La défense a été une thématique porteuse depuis le lancement du fonds, mais Christophe Hautin souligne ne pas investir aveuglément dans ce secteur. « Il représente environ 15% de nos encours, soit une surpondération assez importante par rapport à notre indice de référence. Nous n’investissons toutefois pas dans les producteurs d’armes controversées (armes biologiques, nucléaires, mines antipersonnelles, etc) pour des questions évidentes de réputation.

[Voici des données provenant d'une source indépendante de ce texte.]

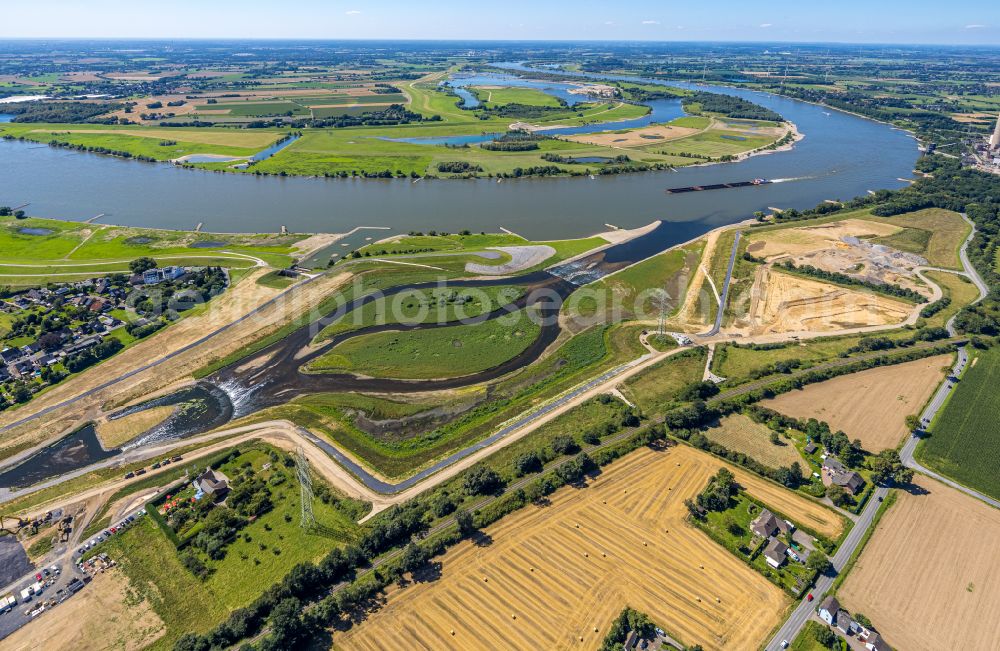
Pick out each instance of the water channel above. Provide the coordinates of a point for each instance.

Nous appliquons ensuite notre approche ESG en regardant les profils des sociétés dans le secteur aéronautique, espace et défense, en étant particulièrement vigilant à des risques spécifiques de gouvernance (respect des sanctions, corruption, etc) ».
Secteur financier
Enfin, le secteur financier devrait également être au cœur de la redistribution des flux d’investissements. « L’Europe a besoin de grands groupes financiers qui soient en mesure de financer la croissance et ne plus être dépendants de banques américaines ». Il pointe également les développements pour assurer la sécurité d’approvisionnement énergétique en Europe pour relier les centres de production d'électricité renouvelable aux centres urbains, un plan qui nécessitera des investissements énormes (600 milliards d’euros) durant les cinq prochaines années. Dans cette optique, il n’est donc pas étonnant de retrouver Elia parmi les valeurs du portefeuille exposées sur cette thématique.
En termes géographique, le fonds est principalement exposé sur la zone euro (80 à 90% des encours) avec quelques diversifications dans d’autres pays européens. « Depuis le début de l’année, nous avons réduit le risque spécifique sur le marché français, même si la plupart de nos sociétés en portefeuille sont internationales et réalisent une part réduite de leur chiffre d’affaires en France ».